I must say another thanks to the owner... second night running i was invited into the house for dinner, roast, yorkshire puds and veg this time.

The finished pics of my new favorite car!


























































Lovely.

I also wanted to make a point of mentioning the stone chip film applied to this car.

This car had all the leading edges covered in Ventureshield. This can be applied by a number of places in the UK i believe but this is now the 3rd car i have seen first hand that has had the film applied by Nick Phelps based in Tring, Heartfordshire. From 6ft is impossible to see it even has any film on atall.










The fitting is really key with these systems and Nick seems to put about as much love and care into making it fit right as I do making sure my details are at a high standard every time.

The Ventureshield is also a much better looking thinner more reflective system than say.. paintshield and even with closer inspection under the lights its still difficult to tell which panels have the film and which dont.

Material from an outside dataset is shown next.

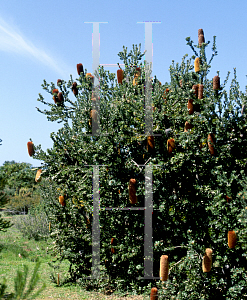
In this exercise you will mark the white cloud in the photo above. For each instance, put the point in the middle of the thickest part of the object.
(11, 40)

Close up of the bonnet with the film applied










If your looking at getting film applied and what to know who will do a great job i highly recommend dropping Nick a line

[email protected]

And that was it. I arrived home at just before midnight and fell into bed. Cant say i will work this hard again but atleast i can say i did it.

Thanks for looking.


----------



## RenesisEvo (Nov 25, 2006)

That is one excellent finish on that Lambo - a feat considering how long you worked for! Top man for enduring a long day - 4 stunning results to look back on.


----------



## CHRIS172CUP (Jan 24, 2007)

Blimey what pub do you drink. The contacts you get is madness.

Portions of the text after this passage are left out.